‘Girls’ a grim yet engaging sitcom

HBO’s ambitious half-hour comedy “Girls” (9:30 p.m. Sunday) sets out to define and lampoon an emerging generation, become the next “Sex and the City,” yet savagely reject that show’s emphasis on surface, shopping and artifice.

”Girls” is written and directed by Lena Dunham. She stars as Hannah, the show’s central character, a self-professed writer who never writes. In the first scene, her parents (Becky Ann Baker, Peter Scolari) inform her that, two years after college, they’ve decided to stop funding her “groovy” Brooklyn lifestyle.
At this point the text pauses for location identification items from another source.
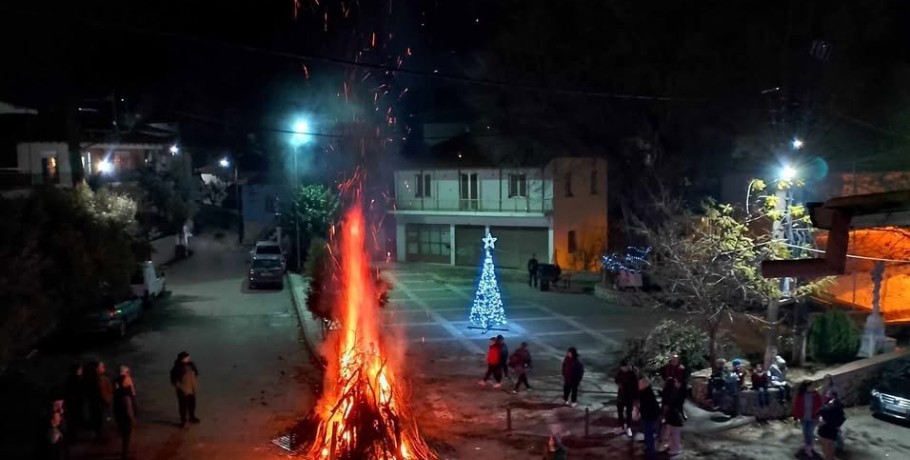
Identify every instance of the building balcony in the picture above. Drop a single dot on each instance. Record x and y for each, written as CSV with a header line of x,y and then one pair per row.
x,y
523,206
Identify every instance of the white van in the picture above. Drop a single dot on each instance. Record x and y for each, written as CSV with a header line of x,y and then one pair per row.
x,y
148,282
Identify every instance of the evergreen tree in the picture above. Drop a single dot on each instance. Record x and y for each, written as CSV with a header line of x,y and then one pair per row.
x,y
487,310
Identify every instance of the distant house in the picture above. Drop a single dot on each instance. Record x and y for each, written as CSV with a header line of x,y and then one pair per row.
x,y
557,212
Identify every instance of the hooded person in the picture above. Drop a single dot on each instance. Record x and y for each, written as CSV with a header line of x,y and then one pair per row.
x,y
185,379
572,372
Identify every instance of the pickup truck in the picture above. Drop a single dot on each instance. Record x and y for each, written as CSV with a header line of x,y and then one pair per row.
x,y
112,316
147,282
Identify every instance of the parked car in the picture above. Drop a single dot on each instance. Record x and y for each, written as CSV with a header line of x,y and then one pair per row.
x,y
112,316
891,398
148,282
266,270
269,248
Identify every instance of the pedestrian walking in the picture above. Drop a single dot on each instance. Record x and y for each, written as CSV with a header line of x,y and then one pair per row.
x,y
806,407
494,366
185,378
74,399
626,396
760,385
778,374
650,416
674,417
572,372
533,265
520,362
124,413
674,372
99,393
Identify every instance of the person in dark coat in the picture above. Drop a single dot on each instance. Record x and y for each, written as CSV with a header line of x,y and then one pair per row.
x,y
494,366
99,393
185,378
124,413
503,356
650,416
74,398
572,372
626,396
520,362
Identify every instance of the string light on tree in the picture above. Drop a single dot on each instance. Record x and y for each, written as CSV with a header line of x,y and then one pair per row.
x,y
487,310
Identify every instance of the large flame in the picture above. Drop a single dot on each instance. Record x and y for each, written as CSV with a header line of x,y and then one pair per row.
x,y
362,411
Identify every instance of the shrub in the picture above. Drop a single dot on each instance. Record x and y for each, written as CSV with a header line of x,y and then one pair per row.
x,y
833,338
669,337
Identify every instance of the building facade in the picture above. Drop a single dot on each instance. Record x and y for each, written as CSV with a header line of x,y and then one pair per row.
x,y
557,213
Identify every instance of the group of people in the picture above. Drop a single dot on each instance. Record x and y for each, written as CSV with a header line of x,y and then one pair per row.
x,y
729,379
91,398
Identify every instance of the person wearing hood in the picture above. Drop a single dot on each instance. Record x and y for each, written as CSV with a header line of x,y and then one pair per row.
x,y
572,372
650,416
185,378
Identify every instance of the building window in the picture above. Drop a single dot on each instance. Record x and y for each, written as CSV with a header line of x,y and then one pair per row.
x,y
518,185
423,186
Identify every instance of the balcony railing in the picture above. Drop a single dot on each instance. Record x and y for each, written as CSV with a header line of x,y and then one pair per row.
x,y
511,205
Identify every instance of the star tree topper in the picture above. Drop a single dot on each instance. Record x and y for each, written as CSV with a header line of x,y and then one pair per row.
x,y
489,242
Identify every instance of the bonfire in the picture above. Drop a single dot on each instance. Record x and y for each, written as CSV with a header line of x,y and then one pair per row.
x,y
362,412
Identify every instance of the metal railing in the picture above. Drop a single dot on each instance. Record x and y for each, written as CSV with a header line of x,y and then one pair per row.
x,y
514,205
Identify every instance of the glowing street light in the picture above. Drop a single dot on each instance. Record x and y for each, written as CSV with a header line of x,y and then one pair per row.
x,y
788,173
105,166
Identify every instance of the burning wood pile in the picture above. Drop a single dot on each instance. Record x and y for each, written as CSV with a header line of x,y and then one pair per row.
x,y
362,413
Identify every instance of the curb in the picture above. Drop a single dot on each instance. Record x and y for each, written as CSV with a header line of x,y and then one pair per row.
x,y
308,327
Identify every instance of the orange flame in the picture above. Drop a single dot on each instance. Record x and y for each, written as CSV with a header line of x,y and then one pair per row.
x,y
363,400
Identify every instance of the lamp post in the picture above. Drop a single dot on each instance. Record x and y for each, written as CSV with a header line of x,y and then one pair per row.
x,y
225,163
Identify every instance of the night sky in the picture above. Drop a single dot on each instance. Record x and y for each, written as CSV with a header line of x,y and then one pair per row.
x,y
704,80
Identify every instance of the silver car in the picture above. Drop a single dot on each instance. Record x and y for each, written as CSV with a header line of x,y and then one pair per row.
x,y
266,270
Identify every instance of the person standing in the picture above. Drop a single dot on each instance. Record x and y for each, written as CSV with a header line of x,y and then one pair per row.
x,y
494,367
760,385
533,265
503,356
572,372
100,393
185,378
520,362
74,399
806,407
650,416
626,396
832,418
124,413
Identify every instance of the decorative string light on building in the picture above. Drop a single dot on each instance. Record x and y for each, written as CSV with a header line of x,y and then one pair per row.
x,y
634,260
487,311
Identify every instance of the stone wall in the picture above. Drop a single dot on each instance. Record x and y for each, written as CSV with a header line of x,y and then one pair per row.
x,y
852,380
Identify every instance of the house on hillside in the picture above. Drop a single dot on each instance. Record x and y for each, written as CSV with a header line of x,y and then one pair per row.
x,y
557,211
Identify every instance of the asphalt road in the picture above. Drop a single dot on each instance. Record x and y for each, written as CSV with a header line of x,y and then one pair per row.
x,y
252,370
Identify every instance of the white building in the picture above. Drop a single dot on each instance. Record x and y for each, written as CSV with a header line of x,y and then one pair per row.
x,y
558,213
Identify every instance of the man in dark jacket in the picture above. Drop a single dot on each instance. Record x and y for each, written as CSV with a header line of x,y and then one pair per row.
x,y
520,362
572,372
650,416
533,265
185,378
626,395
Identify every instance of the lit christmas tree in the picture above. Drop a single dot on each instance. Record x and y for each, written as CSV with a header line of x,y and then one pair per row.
x,y
487,310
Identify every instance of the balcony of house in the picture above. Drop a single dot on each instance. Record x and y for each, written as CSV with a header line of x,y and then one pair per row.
x,y
506,206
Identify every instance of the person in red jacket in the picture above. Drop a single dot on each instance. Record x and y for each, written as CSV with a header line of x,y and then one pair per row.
x,y
805,409
494,364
Later, she tries to convince her boss that it’s time for her to stop interning and start receiving a paycheck. These moments nicely satirize the bizarre economics of the new “bohemia,” a fantasyland where would-be Hemingways live off their daddies and toil in a literary-industrial complex that doesn’t bother to pay “creators” who don’t even pretend to work.
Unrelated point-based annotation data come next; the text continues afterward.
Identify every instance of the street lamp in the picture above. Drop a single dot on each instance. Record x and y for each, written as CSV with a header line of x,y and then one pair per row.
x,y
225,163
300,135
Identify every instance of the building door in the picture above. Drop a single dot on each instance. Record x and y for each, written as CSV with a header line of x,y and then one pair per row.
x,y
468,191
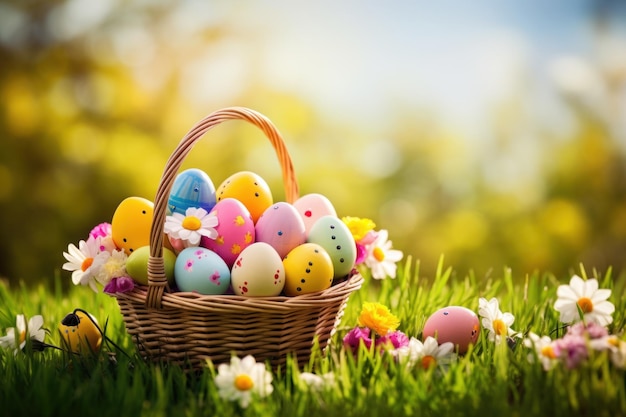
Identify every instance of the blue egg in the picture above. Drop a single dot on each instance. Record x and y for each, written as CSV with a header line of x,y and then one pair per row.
x,y
201,270
191,188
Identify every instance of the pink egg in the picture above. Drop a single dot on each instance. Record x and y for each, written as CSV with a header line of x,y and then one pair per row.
x,y
313,206
455,324
258,272
235,230
281,227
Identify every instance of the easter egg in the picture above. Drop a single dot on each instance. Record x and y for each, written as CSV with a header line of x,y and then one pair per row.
x,y
80,333
137,264
250,189
313,206
235,230
282,227
201,270
308,268
258,271
333,235
131,223
455,324
191,188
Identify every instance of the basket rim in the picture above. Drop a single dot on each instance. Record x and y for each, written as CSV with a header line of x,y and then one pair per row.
x,y
193,301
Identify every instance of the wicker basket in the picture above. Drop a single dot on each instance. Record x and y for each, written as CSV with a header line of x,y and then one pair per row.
x,y
187,328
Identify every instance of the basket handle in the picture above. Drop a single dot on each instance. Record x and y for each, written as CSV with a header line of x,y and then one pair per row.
x,y
157,282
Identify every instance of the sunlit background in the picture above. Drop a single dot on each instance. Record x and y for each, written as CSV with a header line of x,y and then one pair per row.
x,y
490,132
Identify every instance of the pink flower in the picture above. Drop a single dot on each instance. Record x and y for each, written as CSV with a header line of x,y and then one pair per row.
x,y
572,349
357,335
101,230
393,340
119,284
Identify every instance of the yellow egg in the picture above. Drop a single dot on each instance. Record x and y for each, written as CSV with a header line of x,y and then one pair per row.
x,y
250,189
80,333
308,268
130,226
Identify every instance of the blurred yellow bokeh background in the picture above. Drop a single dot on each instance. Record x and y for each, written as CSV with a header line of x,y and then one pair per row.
x,y
492,133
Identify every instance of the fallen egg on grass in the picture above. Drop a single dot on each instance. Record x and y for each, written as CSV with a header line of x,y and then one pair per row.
x,y
258,272
455,324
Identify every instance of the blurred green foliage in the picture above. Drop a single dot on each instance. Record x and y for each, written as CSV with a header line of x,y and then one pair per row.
x,y
82,129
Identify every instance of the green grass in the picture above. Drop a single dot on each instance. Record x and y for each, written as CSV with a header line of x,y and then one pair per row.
x,y
488,380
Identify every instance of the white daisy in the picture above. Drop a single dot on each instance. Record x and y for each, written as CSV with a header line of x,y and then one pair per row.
x,y
83,261
427,354
192,226
497,323
18,341
544,350
243,379
586,296
381,258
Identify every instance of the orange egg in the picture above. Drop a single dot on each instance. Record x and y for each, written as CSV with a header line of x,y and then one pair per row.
x,y
130,226
250,189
The interpersonal relationships in “Girls” are equally grim. Hannah’s pretty roommate, Marnie (Allison Williams), appears confident, but in a compulsive, bossy fashion. She barely endures her wimpy boyfriend because he doesn’t know how to act like a man, either in or out of bed. In contrast, Hannah couples sporadically with Adam (Adam Driver), an actor who uses sex to express hostility and contempt.

”Girls” will inspire strong feelings. It laughs at privilege and insiderdom but features the daughters of NBC News anchor Brian Williams, playwright David Mamet and drummer Simon Kirke (Bad Company) in its cast. Some will chafe at its characters’ sense of entitlement. Others may identify with their state of being personally and professionally adrift.

Tonight’s other highlights

• Scheduled on “60 Minutes” (6 p.m., CBS): a look back at the life and career of the late Mike Wallace.

• Scheduled on “Dateline NBC” (6 p.m.): “My Kid Would Never Do That.”

• “Titanic” (8 p.m., ABC) concludes.

• “Masterpiece Classic” (8 p.m., PBS) presents “The Mystery of Edwin Drood.”

• Much hinges on a tattoo on “The Killing” (8 p.m., AMC).

• Lane’s new friend raises eyebrows on “Mad Men” (9 p.m., AMC).

• The father of Lucrezia’s child returns on “The Borgias” (9 p.m., Showtime).